Что же касается дочери миссис Каннингхем Мери – хорошенькой двадцатитрехлетней блондинки с аппетитной пухлой фигуркой, то она сейчас ни о чем не думала. Отчасти потому, что это занятие вообще не было ей свойственно, а кроме того, в это время она принимала ванну, а, согласитесь, одновременно принимать ванну и думать, это слишком обременительно. От этого на лбу появляются морщины.
Была почти полночь, когда из раздвинувшихся дверей лифта в холл ступил м-р Гарриман под руку с миловидной молодой женщиной и двинулся к входной двери, настороженно оглядывая холл отеля – нет ли здесь его сестры.
– Опять купаться, миссис Гарриман? – окликнул портье. – Вода-то нынче холодновата.
– Ну вот еще, – засмеялась молодая женщина, – я здесь уже четвертую ночь купаюсь и, как видите, даже насморка не схватила, а по сводке вчера вода была холоднее, чем сегодня.
Она подхватила своего спутника под руку и, грациозно покачивая бедрами, двинулась к выходу.
Портье поглядел ей вслед и подумал, что если бы он был богат, то тоже женился бы на молодой девушке с длинными ногами, а со своей толстухой Луизой развелся и оставил бы ее в доме в качестве кухарки. Все же, что ни говори, а блинчики с патокой она печет как никто.
Когда минут через сорок в полупустой холл торопливо вошел, прижимая руку к груди, бледный как смерть Ричард Гарриман, портье сразу понял, что произошло несчастье.
– Что случилось, сэр? На вас лица нет. Что-нибудь с миссис Гарриман?
– Да, – задыхаясь от быстрой ходьбы, с трудом произнес м-р Гарриман, – боюсь, что на нее напала акула, или она налетела в воде на какой-нибудь риф.
– Но здесь по всему побережью нет никаких рифов, сэр, – испуганно пробормотал портье, – а акулы в наших водах никогда не бывают.
– В любом случае, черт побери, вызовите немедленно спасателей с лодочной станции, поднимите на ноги всех, кого можно, – я заплачу любые деньги. Да делайте же что-нибудь, черт вас всех здесь возьми.

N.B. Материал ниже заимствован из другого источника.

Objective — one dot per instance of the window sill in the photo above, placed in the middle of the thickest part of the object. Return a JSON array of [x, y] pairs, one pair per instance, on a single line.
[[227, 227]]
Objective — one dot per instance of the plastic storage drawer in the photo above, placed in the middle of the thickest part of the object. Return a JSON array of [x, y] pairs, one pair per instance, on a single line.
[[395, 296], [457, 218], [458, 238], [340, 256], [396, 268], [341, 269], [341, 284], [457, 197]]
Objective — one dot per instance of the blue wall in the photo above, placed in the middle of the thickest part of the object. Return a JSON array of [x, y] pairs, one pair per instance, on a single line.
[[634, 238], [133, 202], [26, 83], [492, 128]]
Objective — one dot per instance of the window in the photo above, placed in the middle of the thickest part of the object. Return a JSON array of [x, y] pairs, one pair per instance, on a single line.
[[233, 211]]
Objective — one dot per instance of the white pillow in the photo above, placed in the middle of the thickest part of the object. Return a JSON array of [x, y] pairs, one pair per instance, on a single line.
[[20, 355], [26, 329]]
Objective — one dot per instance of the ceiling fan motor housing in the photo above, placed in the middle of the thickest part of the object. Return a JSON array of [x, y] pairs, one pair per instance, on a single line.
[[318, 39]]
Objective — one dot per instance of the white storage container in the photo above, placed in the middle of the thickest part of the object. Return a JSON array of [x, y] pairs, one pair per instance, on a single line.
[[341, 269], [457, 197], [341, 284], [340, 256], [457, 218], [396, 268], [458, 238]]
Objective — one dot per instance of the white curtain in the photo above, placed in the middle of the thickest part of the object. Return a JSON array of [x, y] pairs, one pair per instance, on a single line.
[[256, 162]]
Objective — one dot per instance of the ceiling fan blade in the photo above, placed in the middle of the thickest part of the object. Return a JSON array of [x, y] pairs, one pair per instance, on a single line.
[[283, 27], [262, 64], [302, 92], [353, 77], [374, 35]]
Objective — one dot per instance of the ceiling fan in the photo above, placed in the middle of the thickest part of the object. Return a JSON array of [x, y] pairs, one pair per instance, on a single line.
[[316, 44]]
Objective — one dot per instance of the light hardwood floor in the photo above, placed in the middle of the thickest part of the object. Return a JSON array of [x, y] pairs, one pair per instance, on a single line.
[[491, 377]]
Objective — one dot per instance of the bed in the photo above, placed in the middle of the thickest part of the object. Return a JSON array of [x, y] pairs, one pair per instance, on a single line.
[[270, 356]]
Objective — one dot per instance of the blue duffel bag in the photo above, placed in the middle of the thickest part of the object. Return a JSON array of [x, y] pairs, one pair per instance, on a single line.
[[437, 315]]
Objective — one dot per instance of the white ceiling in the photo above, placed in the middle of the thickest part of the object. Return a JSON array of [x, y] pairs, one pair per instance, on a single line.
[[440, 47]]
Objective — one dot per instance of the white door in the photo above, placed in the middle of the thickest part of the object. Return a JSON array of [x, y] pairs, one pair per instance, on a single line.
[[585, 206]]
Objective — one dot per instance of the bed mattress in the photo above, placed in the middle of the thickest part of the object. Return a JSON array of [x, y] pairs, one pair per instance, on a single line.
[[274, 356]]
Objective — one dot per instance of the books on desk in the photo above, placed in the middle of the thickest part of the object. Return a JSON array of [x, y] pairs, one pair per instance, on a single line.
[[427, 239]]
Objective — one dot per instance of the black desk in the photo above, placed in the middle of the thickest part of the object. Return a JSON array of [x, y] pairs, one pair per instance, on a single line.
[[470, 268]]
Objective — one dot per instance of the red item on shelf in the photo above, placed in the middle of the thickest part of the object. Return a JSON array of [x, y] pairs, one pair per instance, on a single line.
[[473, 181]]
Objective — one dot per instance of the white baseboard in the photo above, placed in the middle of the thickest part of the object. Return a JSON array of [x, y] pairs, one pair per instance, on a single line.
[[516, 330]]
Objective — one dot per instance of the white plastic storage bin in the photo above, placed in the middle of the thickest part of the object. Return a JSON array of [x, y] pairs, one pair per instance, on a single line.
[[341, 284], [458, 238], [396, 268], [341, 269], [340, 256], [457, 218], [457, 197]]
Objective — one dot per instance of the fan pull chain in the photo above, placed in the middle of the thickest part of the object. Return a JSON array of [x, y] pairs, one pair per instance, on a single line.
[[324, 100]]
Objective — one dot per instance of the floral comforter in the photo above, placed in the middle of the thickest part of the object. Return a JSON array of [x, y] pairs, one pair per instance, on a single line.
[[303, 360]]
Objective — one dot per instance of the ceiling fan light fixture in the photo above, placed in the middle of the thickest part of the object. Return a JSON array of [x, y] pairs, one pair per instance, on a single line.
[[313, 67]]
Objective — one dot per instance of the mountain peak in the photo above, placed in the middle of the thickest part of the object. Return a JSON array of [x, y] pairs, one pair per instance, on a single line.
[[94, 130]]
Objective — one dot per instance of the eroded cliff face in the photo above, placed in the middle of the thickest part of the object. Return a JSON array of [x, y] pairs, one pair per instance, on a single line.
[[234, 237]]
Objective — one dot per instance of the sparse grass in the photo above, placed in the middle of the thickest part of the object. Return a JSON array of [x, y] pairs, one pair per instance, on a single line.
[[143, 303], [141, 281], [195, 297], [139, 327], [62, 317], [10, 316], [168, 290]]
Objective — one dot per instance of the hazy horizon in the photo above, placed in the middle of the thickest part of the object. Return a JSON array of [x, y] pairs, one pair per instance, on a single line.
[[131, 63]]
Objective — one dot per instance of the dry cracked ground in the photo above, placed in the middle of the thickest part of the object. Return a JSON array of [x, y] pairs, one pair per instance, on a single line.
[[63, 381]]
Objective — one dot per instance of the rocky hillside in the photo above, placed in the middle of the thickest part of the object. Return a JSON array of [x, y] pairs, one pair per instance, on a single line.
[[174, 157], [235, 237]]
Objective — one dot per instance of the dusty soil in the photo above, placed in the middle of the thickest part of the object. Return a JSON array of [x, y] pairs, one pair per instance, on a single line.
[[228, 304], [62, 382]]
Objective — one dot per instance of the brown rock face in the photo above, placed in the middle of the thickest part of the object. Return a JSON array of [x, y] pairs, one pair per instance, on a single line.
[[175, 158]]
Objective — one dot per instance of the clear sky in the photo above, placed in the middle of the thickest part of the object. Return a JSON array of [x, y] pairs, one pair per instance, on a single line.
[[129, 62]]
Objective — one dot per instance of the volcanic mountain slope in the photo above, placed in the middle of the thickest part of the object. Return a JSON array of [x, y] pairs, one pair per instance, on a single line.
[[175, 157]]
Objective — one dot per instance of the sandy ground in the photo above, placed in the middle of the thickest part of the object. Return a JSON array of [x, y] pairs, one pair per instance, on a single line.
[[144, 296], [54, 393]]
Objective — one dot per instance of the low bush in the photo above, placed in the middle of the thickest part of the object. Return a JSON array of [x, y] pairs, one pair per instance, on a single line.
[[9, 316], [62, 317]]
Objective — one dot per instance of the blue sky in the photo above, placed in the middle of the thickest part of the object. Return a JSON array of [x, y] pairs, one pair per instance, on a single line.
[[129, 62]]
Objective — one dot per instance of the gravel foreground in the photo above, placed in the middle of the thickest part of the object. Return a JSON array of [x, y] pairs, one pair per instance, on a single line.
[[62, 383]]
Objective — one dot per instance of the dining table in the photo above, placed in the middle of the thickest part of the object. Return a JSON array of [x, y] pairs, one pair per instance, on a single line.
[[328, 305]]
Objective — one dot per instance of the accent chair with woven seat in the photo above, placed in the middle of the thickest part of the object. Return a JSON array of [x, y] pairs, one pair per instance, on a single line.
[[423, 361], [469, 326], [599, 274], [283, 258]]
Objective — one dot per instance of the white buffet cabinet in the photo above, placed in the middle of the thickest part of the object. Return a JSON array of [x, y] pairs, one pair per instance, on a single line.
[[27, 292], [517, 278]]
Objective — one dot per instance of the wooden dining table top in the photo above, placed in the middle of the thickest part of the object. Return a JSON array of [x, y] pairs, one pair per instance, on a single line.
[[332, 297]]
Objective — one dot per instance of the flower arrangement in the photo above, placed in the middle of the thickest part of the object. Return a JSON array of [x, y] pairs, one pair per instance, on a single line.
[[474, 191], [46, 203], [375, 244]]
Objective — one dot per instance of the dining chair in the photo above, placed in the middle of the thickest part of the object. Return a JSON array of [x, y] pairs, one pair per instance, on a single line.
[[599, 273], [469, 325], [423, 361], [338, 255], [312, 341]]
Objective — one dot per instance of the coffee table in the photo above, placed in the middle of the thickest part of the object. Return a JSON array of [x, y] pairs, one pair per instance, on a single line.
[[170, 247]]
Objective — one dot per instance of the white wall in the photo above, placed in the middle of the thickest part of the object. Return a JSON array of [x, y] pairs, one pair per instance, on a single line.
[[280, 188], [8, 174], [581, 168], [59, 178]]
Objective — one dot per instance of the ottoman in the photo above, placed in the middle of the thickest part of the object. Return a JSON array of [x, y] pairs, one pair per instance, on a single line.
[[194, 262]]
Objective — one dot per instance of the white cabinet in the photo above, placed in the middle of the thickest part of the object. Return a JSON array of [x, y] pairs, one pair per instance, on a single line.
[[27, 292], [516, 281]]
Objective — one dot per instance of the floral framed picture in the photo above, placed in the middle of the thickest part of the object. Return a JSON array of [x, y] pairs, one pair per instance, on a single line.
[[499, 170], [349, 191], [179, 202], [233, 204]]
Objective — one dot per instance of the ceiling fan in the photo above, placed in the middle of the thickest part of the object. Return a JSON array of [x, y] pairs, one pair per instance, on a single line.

Уже минут через пятнадцать в море вышли с полдюжины моторных лодок с добровольцами и принялись буквально фут за футом обшаривать прибрежные воды. Люди в лодках кричали, светили фонарями в воду, запускали в небо осветительные ракеты, но все было тщетно – прибрежные воды Грин-Айленда были пустынны. По словам старожила – местного спасателя – тех, кто тонул во время отлива уже никогда не находили, так как их тела с отливом попадали в струю сильного течения, огибавшего остров с Запада, и уносились им в открытый океан.
– Один только раз, – рассказывал спасатель, – с какого-то парохода утром заметили стаю чаек над водой, спустили шлюпку и выловили труп милях в трех от берега, но тело было так изъедено рыбами и птицами, что его так и не смогли опознать. Определили, что это был мужчина, да и то лишь после вскрытия. Так что можете поверить – тела этой дамочки никогда не найдут.
Но на этот раз старый спасатель ошибся. Утром, когда измотанный вконец ночными поисками Ричард Гарриман забылся тяжелым сном в своем трехкомнатном люксе, его разбудили два полицейских и попросили проехать с ними в морг при полицейском участке для опознания женского трупа, найденного на западном берегу Грин-Айленда.
Когда в морге с лица утопленницы откинули мокрый брезент и м-р Гарриман увидел знакомое лицо, искаженное ужасом, и широко открытые невидящие голубые глаза, он покачнулся и, потеряв сознание, тяжело осел на пол в– натекшую лужу воды.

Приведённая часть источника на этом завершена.